Friday, April 30, 2010

Good Night Mary Ellen

It is just past dusk as I type and I can hear the last of the birds singing in the trees. I think of them as being one big family like The Waltons and saying goodnight to each other through the branches. In the time it took me to type that they have all gone silent. I wonder if the occasional chirping I'm hearing is one of them telling their mother that they are thirsty or have to go pee or one of a gazillion things little ones can think up to stall having to snuggle up to the dark.

Dearest one and I met in town to go grocery shopping. It is a simple pleasure we like to do together when we can. I hadn't been out of the house since I came home sick from work on Monday and it felt good to get in the car and go somewhere. We went out for lunch afterwards and then he went home and I went to the office. It was Friday afternoon so everyone had gone home early.
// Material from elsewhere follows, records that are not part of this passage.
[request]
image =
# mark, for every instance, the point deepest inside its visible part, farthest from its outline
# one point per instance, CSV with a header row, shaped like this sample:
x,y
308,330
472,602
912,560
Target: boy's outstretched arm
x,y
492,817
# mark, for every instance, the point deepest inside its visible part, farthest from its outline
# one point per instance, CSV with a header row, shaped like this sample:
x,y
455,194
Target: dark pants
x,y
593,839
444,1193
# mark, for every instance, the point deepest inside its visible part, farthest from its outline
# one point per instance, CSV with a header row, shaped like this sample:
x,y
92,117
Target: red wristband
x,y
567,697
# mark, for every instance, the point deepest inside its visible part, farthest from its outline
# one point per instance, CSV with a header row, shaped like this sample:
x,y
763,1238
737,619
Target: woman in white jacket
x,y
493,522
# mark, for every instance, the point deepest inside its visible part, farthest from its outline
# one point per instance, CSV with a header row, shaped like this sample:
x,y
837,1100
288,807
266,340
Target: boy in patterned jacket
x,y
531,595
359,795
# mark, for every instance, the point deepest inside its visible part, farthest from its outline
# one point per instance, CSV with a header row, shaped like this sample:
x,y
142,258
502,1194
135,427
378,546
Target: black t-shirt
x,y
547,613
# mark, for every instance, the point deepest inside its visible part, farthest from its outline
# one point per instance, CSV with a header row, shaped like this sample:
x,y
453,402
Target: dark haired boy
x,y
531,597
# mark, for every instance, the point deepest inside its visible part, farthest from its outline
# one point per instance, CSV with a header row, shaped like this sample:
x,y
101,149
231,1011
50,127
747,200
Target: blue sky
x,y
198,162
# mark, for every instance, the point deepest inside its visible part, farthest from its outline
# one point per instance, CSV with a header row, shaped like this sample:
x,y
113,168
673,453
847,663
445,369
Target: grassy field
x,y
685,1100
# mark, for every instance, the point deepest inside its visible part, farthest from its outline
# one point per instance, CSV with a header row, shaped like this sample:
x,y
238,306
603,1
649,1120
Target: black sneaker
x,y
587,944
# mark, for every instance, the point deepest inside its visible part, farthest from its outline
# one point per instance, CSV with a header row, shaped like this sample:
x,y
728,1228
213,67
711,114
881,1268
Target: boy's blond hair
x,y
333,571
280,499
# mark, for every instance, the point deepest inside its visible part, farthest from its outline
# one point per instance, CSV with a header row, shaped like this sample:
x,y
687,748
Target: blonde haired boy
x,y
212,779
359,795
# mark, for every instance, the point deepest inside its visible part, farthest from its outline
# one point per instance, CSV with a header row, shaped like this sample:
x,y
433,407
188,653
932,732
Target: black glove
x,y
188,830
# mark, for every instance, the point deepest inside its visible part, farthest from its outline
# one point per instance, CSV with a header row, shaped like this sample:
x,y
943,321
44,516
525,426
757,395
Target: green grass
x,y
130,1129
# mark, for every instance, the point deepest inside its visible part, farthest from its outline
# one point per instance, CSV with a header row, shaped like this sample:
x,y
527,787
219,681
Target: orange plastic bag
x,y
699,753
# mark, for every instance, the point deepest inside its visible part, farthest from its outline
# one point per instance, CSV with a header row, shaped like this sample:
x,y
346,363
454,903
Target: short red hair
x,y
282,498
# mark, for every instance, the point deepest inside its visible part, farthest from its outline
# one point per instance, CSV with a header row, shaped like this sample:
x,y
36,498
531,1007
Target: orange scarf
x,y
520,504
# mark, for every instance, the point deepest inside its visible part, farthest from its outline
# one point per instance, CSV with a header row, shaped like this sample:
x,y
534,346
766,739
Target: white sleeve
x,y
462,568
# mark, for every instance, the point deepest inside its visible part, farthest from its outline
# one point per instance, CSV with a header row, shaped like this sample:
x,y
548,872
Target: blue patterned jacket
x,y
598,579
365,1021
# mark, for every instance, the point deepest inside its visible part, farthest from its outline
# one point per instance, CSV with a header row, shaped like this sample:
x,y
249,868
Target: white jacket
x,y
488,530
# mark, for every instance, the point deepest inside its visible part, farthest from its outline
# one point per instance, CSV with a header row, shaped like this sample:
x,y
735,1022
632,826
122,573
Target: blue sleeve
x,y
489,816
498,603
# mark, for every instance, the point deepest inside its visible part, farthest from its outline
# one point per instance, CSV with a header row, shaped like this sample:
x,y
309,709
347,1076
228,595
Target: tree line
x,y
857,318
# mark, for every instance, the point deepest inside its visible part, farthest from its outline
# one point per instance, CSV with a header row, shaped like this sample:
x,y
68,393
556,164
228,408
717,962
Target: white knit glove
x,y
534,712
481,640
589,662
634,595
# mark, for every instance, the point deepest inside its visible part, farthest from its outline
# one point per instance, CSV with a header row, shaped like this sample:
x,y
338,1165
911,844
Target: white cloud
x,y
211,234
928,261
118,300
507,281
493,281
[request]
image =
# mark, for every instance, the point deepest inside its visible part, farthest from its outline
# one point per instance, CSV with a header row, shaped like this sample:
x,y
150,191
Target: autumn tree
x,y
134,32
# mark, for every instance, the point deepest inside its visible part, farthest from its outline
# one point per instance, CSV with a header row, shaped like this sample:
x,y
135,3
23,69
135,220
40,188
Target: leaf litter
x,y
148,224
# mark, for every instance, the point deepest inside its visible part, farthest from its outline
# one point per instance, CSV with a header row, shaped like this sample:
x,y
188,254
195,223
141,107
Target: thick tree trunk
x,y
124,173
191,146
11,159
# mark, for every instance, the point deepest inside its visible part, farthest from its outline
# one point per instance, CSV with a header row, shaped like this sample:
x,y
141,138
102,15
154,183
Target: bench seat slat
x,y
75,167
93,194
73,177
The rest of our building is being taken over by the public for the next 6 weeks which means I have to work behind a locked door for the duration. I am interested in seeing how the imagined working out of it all is going to look like in reality. God gives grace for the situation, not the imagination. Doesn't that sound like a worthwhile mantra?

Tonight dearest one decided to join me as I lay on the recliner and as he sat on the edge of it he teasingly pushed the top of the chair back as far as it could go. Our combined weight pushed the recliner over backwards to the floor and we lay there laughing while the blood rushed to our heads. He hopped off the side and I asked him to please help me get right side up again but it took awhile because we kept erupting in that hysterical kind of laughter that makes it hard to do anything else. I would have doubled up with laughter but I couldn't even get my head off the floor. Being upside down isn't much fun but we sure laughed anyway.

3 comments:

Jim said...

I took that same spill one night, sleeping in our leather recliner with Beth on the couch nearby. I was upside down in the corner, struggling to correct the situation, and she just continued to softly snore. I was reminded of the time, years ago, when a kayak rolled with me and there I was, head on the bottom of the shallow lake, my lower torso yet laced up in that contraption. When I was able to surface, she and all three girls were doing no more than standing on the bank screaming. "Thanks for the help, girls...You can stop now".

Daisy said...

Made me smile, Hopey. You kooks!

Yikes, Jim! I have a phobia about kayaks just because of that very scenario.

Mich

Kathy M. said...

What a lovely post, filled with the simple pleasures of living every day. Thanks for sharing.